To sum up, the majority of the incentives offered have a fiscal base delivered through the reduction in or exclusion from tax or duty payments to investors in lead and/or priority sectors meeting the threshold level of investment stipulated in the Act creating a distinguishing investments in the lead and priority sectors. However, amendments that have been to finance bill almost annually since 1997 –mostly to curb tax avoidance and evasion have gradually been harmonising fiscal incentives, eliminating differences in incentives offered in the different categories of investment “opportunities”, almost making award of investor benefits automatic and gradually eroding the role of the Certificate of Incentives of giving priority to lead or priority sectors.

4.2.3 Dispute Settlement

The 1997 Investment Act provides for negotiation and settlement of disputes between both Tanzanian and foreign enterprises, the TIC and central government. Upon failure to reach an amicable settlement through this channel, arbitration can be sought through the national laws and through ICSID. Efforts made to strengthen and streamline arbitration through national laws led to the formation of Commercial Court two years ago to expedite litigation of commercial disputes. Despite these efforts, UNCTAD (2001) points out that difficulties in enforcing contractual obligations especially in relation to debt collection from local customers of foreign affiliates, and lack of transparency and timeliness in resolution of commercial disputes continue to be the prime weakness in framework for settling investment and businesses related disputes at the national level.
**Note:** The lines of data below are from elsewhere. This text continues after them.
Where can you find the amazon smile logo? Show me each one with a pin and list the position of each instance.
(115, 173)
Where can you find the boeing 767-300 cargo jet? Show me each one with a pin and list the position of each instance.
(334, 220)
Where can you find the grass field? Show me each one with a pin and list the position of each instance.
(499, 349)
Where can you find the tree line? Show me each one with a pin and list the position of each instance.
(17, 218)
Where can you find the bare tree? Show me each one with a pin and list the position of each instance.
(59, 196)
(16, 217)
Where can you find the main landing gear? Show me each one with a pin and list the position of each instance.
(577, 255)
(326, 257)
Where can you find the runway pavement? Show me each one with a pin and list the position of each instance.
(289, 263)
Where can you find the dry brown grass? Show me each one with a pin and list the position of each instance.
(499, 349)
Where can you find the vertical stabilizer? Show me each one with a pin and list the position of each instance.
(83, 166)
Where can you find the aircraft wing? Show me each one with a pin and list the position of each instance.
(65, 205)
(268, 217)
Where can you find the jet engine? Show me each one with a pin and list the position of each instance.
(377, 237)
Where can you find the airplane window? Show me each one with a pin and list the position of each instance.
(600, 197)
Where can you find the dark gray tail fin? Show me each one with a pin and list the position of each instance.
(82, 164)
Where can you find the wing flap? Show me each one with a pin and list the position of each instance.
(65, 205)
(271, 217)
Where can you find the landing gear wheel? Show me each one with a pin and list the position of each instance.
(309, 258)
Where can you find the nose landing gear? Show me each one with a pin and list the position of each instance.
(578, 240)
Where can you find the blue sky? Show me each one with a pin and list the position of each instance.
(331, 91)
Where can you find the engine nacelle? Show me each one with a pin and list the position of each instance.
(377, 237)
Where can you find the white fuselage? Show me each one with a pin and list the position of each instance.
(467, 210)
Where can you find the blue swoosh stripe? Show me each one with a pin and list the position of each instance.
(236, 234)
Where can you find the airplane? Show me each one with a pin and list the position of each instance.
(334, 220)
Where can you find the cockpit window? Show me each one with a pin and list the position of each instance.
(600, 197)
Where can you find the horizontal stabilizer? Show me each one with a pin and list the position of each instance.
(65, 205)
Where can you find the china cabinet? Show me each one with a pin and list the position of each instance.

4.3 Bilateral/Regional Agreements on Investments




4.3.1 Bilateral Investment Treaties

Tanzania has bilateral treaties for promotion and protection of FDI with United Kingdom, Switzerland, Germany and Swaziland.



4.3.2 Bilateral Treaties for Avoidance of Double Taxation (DTT)
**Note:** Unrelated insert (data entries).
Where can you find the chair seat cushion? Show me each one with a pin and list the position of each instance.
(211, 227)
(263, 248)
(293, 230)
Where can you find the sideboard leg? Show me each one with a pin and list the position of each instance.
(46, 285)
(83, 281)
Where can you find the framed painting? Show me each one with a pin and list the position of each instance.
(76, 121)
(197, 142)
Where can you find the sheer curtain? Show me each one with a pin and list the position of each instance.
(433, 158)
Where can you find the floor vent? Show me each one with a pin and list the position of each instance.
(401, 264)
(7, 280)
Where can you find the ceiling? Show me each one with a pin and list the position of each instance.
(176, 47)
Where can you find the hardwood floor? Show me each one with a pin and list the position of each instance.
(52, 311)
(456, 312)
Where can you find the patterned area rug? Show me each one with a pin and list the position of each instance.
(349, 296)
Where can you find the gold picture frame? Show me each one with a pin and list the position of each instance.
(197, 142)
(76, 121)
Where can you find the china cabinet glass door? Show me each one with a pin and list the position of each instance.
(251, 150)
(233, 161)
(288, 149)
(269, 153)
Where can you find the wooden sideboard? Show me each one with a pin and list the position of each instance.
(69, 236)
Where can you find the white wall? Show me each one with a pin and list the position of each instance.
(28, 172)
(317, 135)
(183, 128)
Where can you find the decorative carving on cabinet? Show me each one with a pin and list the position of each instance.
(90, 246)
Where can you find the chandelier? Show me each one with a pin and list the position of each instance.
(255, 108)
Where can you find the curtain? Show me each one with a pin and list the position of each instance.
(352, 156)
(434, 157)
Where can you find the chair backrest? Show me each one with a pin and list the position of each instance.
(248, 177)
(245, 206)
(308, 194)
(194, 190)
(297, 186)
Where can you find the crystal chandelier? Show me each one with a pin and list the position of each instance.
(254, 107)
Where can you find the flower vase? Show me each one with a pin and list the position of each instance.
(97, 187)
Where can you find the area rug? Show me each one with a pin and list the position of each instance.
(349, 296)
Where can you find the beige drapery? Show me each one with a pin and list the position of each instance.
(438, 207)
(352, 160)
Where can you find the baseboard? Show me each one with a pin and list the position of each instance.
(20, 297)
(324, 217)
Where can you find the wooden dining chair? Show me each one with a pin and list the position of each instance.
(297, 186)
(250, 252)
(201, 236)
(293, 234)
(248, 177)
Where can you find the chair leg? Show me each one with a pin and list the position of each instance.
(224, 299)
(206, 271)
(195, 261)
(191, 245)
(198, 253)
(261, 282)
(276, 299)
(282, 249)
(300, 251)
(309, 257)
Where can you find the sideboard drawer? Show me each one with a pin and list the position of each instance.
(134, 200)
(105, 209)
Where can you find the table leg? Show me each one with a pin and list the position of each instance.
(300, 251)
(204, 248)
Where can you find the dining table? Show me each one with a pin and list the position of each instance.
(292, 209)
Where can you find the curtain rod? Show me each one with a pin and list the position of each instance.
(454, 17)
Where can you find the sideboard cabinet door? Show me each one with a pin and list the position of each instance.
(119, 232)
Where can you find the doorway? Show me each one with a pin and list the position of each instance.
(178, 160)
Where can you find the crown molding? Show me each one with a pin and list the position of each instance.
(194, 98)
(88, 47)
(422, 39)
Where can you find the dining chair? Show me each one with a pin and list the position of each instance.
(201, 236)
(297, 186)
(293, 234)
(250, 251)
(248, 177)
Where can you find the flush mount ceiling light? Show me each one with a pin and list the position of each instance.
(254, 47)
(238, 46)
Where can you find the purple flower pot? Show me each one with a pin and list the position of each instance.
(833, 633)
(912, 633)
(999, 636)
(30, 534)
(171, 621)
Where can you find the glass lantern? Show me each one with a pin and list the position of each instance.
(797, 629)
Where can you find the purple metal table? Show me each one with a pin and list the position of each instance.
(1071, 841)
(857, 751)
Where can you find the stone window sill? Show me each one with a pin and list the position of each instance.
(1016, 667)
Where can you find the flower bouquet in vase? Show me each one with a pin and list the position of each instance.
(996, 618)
Tanzania has also signed bilateral investment treaties for the avoidance of double taxation with Denmark, India, Italy, Norway, Sweden, Zambia, Finland, Kenya and Canada



5.0 Policy making Process for INVESTMENT Issues




5.1 National Policy Objectives for Investment

The main aim of promoting investments as gleaned from key policy documents is to facilitate sustainable long-term poverty reducing economic growth in the country and to foster the smooth and beneficial integration of the Tanzania economy into global economy.



5.2 Policy Formulation Process

The process begins with an idea and/or concern on the gap(s) that the absence of a particular policy raise. In the case of investment in Tanzania, the Planning and Privatisation Ministry, and the Ministry of Finance would be involved in identifying problems. Outside experts are invited to these deliberations in an advisory or consultancy capacity. Opinions may also be solicited from a broader group of stakeholders affected This may take the form of a policy dialogue workshop(s), focus group discussions or written feedback as deemed appropriate for the occasion and sometimes a combination of these methods may be used if the size of stakeholders group and finances merit so.
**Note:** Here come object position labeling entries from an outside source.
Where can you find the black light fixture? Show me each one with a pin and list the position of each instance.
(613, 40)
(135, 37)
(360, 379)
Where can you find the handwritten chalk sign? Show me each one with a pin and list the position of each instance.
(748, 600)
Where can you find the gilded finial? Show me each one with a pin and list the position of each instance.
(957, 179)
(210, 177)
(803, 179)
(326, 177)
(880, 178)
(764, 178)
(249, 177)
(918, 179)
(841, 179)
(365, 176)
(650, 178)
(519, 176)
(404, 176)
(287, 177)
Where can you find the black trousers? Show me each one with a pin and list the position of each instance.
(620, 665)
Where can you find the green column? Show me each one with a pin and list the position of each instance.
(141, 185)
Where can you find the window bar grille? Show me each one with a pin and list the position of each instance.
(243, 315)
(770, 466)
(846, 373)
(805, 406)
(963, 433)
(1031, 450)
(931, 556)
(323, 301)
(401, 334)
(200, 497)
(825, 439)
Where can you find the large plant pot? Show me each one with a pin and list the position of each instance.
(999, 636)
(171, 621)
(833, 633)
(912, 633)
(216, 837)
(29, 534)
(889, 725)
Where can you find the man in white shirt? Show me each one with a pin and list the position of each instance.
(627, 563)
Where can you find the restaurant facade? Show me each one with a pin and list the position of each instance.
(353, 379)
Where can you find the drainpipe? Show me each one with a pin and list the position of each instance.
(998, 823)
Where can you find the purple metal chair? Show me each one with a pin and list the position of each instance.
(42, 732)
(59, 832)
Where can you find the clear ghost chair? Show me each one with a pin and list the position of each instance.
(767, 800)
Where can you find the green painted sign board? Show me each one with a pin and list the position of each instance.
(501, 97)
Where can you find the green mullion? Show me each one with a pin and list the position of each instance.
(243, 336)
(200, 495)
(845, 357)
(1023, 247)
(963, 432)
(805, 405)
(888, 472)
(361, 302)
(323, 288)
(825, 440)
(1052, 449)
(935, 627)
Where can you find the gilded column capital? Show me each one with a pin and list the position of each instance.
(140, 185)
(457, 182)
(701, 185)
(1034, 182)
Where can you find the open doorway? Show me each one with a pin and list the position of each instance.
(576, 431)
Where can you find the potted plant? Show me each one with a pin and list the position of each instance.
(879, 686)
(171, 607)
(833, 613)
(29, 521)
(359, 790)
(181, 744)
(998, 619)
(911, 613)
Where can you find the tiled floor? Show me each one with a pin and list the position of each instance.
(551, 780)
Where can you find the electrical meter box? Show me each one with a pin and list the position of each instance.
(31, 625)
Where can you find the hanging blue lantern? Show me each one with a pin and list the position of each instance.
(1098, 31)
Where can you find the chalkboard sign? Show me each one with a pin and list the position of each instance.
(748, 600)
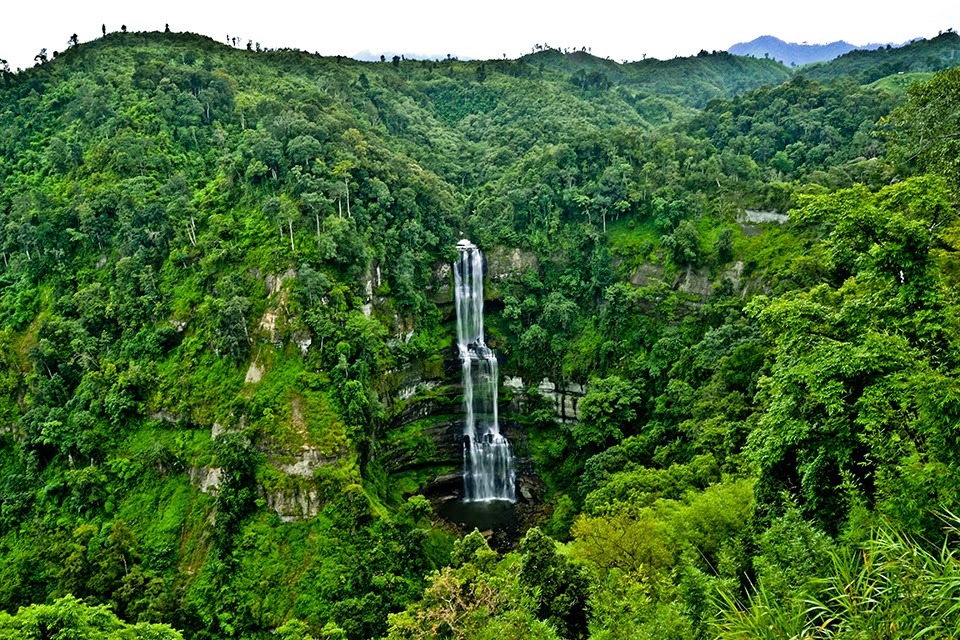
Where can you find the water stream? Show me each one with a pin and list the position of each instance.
(489, 472)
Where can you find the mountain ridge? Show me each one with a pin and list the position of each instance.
(794, 54)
One popular method is the involvement of various stakeholders in preparing the budget. Various stakeholders including industrialists, farmers, academicians, politicians, experts from the various sectors, trade unions etc. participate in the preparation of the budget. The government has been committed to this process since 1996 as a means of creating a friendly investment climate and tax regime. Moreover the key policy documents like the Vision 2025 and the PSRP were subjected through an intensive consultation process.
Draft policies are then amended as necessary and submitted to the Cabinet Secretariat for the approval of the Cabinet. The Policy is usually read in the Parliament as a formality since it is the Cabinet that has the final say in the policy making process.